Additive manufacturing is this month’s focus in Manufacturing Engineering. As you’ll read in this month’s pages, AM is spreading its reach even as there are challenges to more widespread adoption.
The evidence of AM becoming mainstream is everywhere. It is even evident today. While this is especially true in medical applications, where delivery and business models (and reimbursement guidelines) are catching up with the clinical uses of AM, other industries are accelerating adoption as well. As you will read in the piece by Wohlers Associates on the state of the industry, aerospace, automotive, energy and consumer goods are also adopting AM. Each industry and each application is developing its own set of business models, technologies and use cases. In the March edition of the Voices AMplified supplemental section, Jennifer Coyne talked of how AM helps old-line manufacturing like trains and locomotives.
But what is most telling is how important supporting technologies are. Wohlers Associates writes of increasing automation of AM processes, like powder handling, as being important to get costs down. Most telling to me, Coyne also stressed the importance of having a manufacturing execution system (MES) for those who wish to do volume work using AM. Yes, supporting data systems like MES and enterprise resource planning and product lifecycle management are important to AM, even as they need to be tuned to its unique data requirements. You will also read in this edition about how CAD/CAM suppliers are adapting to AM as well. Software and data systems designed for traditional manufacturing won’t cut it. Users that recognize this and suppliers increasingly supplying software for AM reveal an industry becoming mature.

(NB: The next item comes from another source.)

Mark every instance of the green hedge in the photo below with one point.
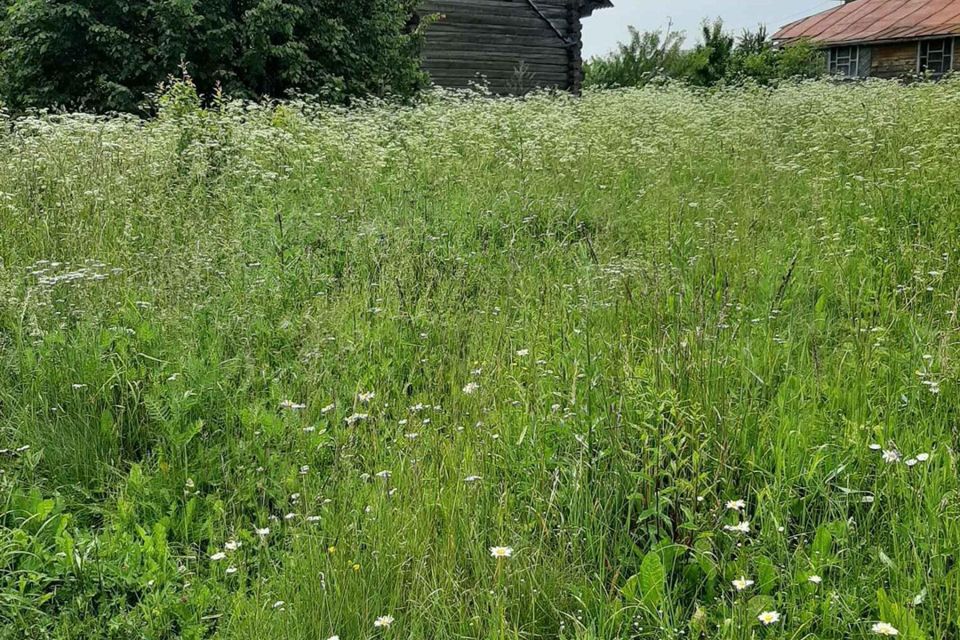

Another important sign of maturity is the complex types of machines available and the growing number of competent suppliers offering them. There are machines for various forms of plastic, metal and composites on offer. You can also make ceramic pieces or use AM to make molds for casting. AM machines can produce minute, precision parts with micron-level accuracy while others are creating rocket nozzles 11 feet tall.
New materials rank high in new product announcements. Compared with traditional machining or casting, possibly the weakest value proposition of AM is its relatively limited palette of materials to choose from. But as time goes on and new materials are qualified, that difference will shrink.
Perhaps the next indicator of maturity will be in people—specifically, how comfortable they are in using AM-specific language, like build plates and voxels. Look for technician qualification certificate programs—even whole degree programs around AM engineering—as well as the ability of future machines to combine engineering disciplines, like pieces that can incorporate mechanical and electrical properties. AM’s prime growing years are still ahead.